Actors vs expectations, fans vs lore, The Tolkien Estate vs J.R.R. Tolkien

But I get that the actors want to love what they're doing and I think they should, especially if it helps them do their best work. Charlie Vickers (Sauron) thinks it's best to focus on what's in front of them. "It's strange because it seems that people care about the show hugely," he said. "And I think as a cast member, so much of the stuff is out of your control. We rock up as performers and we just do our job. And I can say that every performer, every crew member, has put in everything they can. And I think that you just have to kind of be like, 'Well, I've given it my all and we've done the best that we can,' and let go of this weight of expectation and other people's opinions."

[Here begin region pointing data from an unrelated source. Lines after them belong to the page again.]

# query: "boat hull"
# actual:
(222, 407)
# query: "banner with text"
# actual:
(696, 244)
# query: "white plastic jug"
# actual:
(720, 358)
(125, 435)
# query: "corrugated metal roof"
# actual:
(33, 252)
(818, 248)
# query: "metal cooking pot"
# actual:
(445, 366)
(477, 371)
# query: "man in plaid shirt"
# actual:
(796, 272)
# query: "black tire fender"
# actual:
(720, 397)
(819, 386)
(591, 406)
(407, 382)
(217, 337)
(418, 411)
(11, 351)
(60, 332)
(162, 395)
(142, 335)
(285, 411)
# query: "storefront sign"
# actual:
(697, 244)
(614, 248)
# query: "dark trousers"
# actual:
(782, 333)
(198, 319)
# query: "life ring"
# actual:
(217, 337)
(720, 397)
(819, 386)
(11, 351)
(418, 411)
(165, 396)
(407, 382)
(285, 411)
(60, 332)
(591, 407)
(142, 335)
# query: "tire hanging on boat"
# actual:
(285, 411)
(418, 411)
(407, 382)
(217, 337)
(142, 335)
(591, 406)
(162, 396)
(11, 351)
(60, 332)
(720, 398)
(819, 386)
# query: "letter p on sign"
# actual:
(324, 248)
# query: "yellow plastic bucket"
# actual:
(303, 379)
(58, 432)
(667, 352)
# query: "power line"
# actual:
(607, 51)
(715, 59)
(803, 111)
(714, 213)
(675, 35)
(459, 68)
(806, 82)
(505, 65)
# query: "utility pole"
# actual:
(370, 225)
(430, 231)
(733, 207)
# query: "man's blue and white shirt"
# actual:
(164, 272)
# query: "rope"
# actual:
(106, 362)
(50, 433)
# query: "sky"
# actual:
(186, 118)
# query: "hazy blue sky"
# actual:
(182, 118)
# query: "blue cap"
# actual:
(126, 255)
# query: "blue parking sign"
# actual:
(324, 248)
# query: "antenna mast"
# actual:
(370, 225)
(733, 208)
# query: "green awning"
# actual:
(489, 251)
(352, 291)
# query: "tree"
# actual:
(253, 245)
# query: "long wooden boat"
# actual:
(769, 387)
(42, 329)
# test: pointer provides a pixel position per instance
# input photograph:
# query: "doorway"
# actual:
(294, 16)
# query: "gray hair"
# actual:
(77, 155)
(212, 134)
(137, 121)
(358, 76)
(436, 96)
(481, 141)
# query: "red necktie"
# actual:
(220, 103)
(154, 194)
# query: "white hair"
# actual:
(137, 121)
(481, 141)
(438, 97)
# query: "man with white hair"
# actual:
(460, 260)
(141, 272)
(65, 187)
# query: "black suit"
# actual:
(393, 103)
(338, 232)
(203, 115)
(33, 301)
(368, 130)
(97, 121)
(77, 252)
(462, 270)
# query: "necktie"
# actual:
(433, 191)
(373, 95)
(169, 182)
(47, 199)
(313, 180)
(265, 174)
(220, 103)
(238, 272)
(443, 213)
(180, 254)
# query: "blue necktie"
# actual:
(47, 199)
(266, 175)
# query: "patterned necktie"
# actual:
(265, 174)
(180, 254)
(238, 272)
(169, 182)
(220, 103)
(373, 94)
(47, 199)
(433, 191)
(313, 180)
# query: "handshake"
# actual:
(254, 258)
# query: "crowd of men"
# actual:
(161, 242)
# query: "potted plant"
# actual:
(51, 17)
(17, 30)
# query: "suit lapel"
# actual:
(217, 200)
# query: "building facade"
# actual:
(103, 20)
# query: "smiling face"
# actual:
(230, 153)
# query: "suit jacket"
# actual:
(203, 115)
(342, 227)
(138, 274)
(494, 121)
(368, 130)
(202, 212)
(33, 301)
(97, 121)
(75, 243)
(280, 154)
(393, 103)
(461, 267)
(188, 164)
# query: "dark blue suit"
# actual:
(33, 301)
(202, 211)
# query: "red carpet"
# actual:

"There can be really constructive discourse around it and you learn things that might be really useful in going forward in terms of performance and whatever it might be to do with the show. But a lot of the things that are out there I just stay away from, because I know that it can be, as you say, like an echo chamber and things can get blown out of proportion. But the thing that we know is that people care and it means a lot to us that people care about the show enough to feel very passionate either way about it. And it's not up to us. People can interpret it how they will, and that's not for us to control."

I think that's a good approach for the actors to take: all they can do is play what's been written for them as well as they can; they likely couldn't change the scripts if they wanted to, and they certainly can't change what fans say about them online. "We are working on this series, and it's a long experience for us, but this is also our lives," said Cynthia Addai-Robinson (Míriel). "So if I want to define it for myself, I'm not going to let it be defined by the internet, of all things. And I feel like my advice to anybody, because everybody now is subject to everybody's opinion on anything, is: it’s just noise. You have to decide what is useful to you and what is just trash."

That's a lesson a lot of performers have to learn these days, especially those working in big franchises with large, build-in fanbases. As for a potential third season of The Lord of the Rings: The Rings of Power, the cast and crew seem optimistic but we haven't heard anything official yet.